The legendary career of Jerry Lawler, real life elements, and overall brilliance from Michael Cole as the unlikeable heel coordinated to create a feud that was rich in emotional investment.
Dislike for Cole had been built since he wasn't even trying to be disliked, when the source of wrestling fans' ire for Cole came from the fact that he was (poorly) attempting to replace WWE Hall of Famer Jim Ross as lead announcer of RAW and the voice of the WWE.
Instead of attempt to embrace the historically fickle WWE audience, Cole went the other way and slowly embraced his unlikeable qualities, shrewdly cultivating his mannerisms to become a modern day version of fellow former RAW announcer Vince McMahon.
Cole's pomposity and obnoxiousness reached its tipping point leading to WrestleMania, when he taunted legendary wrestler Jerry Lawler's deceased mother among other things.
Cole's antics, that had uniquely riled up the Internet and casual fans alike, were fine tuned for comeuppance come WrestleMania, which over the years has become a stage created for just that.
However, a poorly executed match between Lawler and Cole followed by an overbooked finish saw Michael Cole "technically" claim a victory at WrestleMania XXVII in Atlanta.
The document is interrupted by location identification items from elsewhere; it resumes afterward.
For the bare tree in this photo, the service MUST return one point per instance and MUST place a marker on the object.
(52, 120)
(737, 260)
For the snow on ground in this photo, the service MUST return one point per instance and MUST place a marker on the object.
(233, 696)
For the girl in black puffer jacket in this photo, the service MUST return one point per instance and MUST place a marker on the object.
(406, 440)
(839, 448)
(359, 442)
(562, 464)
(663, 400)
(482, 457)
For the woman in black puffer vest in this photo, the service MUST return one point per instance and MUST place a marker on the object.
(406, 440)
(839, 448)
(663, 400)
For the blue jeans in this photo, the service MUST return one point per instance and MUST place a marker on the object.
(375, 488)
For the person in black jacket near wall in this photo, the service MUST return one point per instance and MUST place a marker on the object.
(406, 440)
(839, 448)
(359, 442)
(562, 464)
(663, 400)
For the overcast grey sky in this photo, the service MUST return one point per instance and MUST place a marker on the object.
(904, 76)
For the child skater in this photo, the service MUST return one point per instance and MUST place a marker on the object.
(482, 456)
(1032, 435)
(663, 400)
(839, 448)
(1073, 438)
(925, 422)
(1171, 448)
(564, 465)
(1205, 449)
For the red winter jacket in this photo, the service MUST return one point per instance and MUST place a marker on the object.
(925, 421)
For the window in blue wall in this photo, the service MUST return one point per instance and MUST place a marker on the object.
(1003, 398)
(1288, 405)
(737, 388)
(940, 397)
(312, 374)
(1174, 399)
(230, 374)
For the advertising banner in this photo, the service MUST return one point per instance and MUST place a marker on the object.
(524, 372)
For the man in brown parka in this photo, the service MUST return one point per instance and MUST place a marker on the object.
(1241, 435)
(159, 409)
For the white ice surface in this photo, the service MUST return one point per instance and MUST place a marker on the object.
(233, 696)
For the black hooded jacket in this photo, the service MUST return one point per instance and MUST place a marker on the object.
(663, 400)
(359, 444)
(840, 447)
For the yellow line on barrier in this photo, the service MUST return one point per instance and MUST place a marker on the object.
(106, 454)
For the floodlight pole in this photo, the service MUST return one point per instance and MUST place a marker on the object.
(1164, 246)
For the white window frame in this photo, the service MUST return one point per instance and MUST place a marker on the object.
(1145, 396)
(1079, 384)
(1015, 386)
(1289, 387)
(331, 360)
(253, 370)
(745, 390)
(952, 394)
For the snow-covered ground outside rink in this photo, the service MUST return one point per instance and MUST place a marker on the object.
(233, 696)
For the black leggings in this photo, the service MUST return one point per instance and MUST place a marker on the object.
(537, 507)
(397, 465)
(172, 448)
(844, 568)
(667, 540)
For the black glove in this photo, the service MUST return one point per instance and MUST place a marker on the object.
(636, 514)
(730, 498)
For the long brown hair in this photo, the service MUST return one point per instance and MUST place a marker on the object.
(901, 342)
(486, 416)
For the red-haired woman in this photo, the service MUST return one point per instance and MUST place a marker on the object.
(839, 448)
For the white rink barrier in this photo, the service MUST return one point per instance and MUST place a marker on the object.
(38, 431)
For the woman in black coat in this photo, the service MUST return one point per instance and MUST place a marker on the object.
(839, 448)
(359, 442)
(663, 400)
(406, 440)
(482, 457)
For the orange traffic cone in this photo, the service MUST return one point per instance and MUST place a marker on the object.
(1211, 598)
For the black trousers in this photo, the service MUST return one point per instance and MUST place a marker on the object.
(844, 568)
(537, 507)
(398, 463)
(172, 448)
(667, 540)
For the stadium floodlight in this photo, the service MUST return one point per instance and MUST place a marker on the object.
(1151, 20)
The reverse-decision victory cheapened the feel-good moment of Lawler's revenge and undermined the brilliant build up to what probably should have been his temporary demise.
The reincarnation of Cole-Lawler saw the addition of another non-wrestler, in Jim Ross, as Ross and Cole interjected in a series of sloppy, in-ring confrontations both before and during the tag-team version of Cole-Lawler at WWE Extreme Rules.
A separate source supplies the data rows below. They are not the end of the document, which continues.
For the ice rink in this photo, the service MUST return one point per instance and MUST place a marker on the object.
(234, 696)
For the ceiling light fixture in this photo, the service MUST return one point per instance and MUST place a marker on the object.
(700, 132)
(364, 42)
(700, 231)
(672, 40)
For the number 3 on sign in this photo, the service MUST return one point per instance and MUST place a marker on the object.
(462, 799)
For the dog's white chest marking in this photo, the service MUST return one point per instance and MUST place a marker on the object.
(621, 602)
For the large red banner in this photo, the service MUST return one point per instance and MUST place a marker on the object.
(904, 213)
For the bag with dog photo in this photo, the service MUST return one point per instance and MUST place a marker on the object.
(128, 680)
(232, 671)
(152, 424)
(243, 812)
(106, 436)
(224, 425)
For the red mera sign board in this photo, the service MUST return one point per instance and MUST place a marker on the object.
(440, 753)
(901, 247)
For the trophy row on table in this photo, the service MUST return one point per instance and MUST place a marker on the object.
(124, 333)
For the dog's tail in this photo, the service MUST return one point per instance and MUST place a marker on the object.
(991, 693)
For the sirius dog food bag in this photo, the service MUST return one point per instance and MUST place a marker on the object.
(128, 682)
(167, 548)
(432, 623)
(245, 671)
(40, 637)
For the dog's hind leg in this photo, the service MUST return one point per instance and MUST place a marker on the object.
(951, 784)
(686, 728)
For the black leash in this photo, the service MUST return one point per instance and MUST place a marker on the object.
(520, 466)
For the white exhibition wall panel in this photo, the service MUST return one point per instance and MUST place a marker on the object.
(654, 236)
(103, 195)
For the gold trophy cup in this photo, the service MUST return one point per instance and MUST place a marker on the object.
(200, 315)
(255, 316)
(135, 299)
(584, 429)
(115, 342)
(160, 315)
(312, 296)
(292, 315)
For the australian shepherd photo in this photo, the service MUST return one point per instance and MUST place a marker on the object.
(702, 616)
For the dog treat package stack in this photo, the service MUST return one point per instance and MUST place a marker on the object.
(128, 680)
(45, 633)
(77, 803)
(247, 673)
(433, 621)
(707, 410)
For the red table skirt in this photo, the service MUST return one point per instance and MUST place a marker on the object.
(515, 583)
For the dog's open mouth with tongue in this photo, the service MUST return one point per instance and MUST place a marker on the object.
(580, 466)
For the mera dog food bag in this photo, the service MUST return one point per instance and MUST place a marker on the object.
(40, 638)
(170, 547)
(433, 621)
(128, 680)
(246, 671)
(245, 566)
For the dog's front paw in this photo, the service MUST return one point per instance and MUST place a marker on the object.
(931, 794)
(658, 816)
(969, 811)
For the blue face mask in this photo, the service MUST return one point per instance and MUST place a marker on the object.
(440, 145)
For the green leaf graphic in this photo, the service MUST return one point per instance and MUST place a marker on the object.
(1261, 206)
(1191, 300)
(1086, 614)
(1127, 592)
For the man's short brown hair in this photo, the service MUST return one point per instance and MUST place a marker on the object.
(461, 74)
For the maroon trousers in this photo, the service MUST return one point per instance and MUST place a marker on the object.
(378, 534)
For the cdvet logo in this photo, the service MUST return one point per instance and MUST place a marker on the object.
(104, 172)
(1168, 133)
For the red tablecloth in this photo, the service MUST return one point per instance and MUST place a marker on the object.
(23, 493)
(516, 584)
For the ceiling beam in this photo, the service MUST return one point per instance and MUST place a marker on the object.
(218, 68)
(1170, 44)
Cole gained a pinfall victory in a "Country Whipping" match, as WWE would once again set up a storyline, where fans had the opportunity to pay to see Cole lose, only to once again balk at the payoff.
Cole would get his the night after on RAW, where the Rock delivered a Rock Bottom and a People's Elbow on the entertainingly annoying Cole, thus giving millions of viewers what they want free of charge.
The Cole comeuppance continued this past Monday on RAW in Knoxville, as Jerry Lawler returned from a Jack Swagger assault to comically use Cole's head as a racquetball inside the confines of the Cole Mine.
As entertaining as last night's segment was, it made me wonder whether or not I still wanted to pay to see Cole become shown up once again on pay-per-view.
Cole and Lawler are scheduled to meet yet again at WWE Over the Limit in Seattle, where the stipulation of the match dictates that should Cole win he will seize Lawler's Hall of Fame ring thereby becoming inducted into the WWE Hall of Fame.
Given Cole's record on pay-per-view, and with Vince McMahon having a ball with all things Michael Cole, a Michael Cole win wouldn't surprise me in the least. The ensuing Hall of Fame-level antics by Cole, while potentially amusing, would just drag on a feud that was made to be blown off at WrestleMania.
With WWE hitting the reset button by virtue of post-WrestleMania season and the WWE Draft, more Cole-Lawler shenanigans seem to be dangerously closing in on overkill territory.